StyleGAN-Human: A Data-Centric Odyssey of Human Generation

Overview

StyleGAN-Human: A Data-Centric Odyssey of Human Generation

Abstract: Unconditional human image generation is an important task in vision and graphics, which enables various applications in the creative industry. Existing studies in this field mainly focus on "network engineering" such as designing new components and objective functions. This work takes a data-centric perspective and investigates multiple critical aspects in "data engineering", which we believe would complement the current practice. To facilitate a comprehensive study, we collect and annotate a large-scale human image dataset with over 230K samples capturing diverse poses and textures. Equipped with this large dataset, we rigorously investigate three essential factors in data engineering for StyleGAN-based human generation, namely data size, data distribution, and data alignment. Extensive experiments reveal several valuable observations w.r.t. these aspects: 1) Large-scale data, more than 40K images, are needed to train a high-fidelity unconditional human generation model with vanilla StyleGAN. 2) A balanced training set helps improve the generation quality with rare face poses compared to the long-tailed counterpart, whereas simply balancing the clothing texture distribution does not effectively bring an improvement. 3) Human GAN models with body centers for alignment outperform models trained using face centers or pelvis points as alignment anchors.
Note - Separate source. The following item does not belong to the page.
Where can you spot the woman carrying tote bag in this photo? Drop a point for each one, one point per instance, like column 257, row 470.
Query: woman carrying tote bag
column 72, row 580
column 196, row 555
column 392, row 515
In addition, a model zoo and human editing applications are demonstrated to facilitate future research in the community.
Keyword: Human Image Generation, Data-Centric, StyleGAN

Jianglin Fu, Shikai Li, Yuming Jiang, Kwan-Yee Lin, Chen Qian, Chen Change Loy, Wayne Wu, and Ziwei Liu
[Demo Video] | [Project Page] | [Paper]

Updates

  • [26/04/2022] Technical report released!
  • [22/04/2022] Technical report will be released before May.
  • [21/04/2022] The codebase and project page are created.

Model Zoo

Structure 1024x512 512x256
StyleGAN1 stylegan_human_v1_1024.pkl to be released
StyleGAN2 stylegan_human_v2_1024.pkl stylegan_human_v2_512.pkl
StyleGAN3 to be released stylegan_human_v3_512.pkl

Web Demo

Integrated into Huggingface Spaces 🤗 using Gradio. Try out the Web Demo for generation: Hugging Face Spaces and interpolation Hugging Face Spaces

We prepare a Colab demo to allow you to synthesize images with the provided models, as well as visualize the performance of style-mixing, interpolation, and attributes editing. The notebook will guide you to install the necessary environment and download pretrained models. The output images can be found in ./StyleGAN-Human/outputs/. Hope you enjoy!

Usage

System requirements

Installation

To work with this project on your own machine, you need to install the environmnet as follows:

conda env create -f environment.yml
conda activate stylehuman
# [Optional: tensorflow 1.x is required for StyleGAN1. ]
pip install nvidia-pyindex
pip install nvidia-tensorflow[horovod]
pip install nvidia-tensorboard==1.15

Extra notes:

  1. In case having some conflicts when calling CUDA version, please try to empty the LD_LIBRARY_PATH. For example:
LD_LIBRARY_PATH=; python generate.py --outdir=out/stylegan_human_v2_1024 --trunc=1 --seeds=1,3,5,7 
--network=pretrained_models/stylegan_human_v2_1024.pkl --version 2
  1. We found the following troubleshooting links might be helpful: 1., 2.

Pretrained models

Please put the downloaded pretrained models from above link under the folder 'pretrained_models'.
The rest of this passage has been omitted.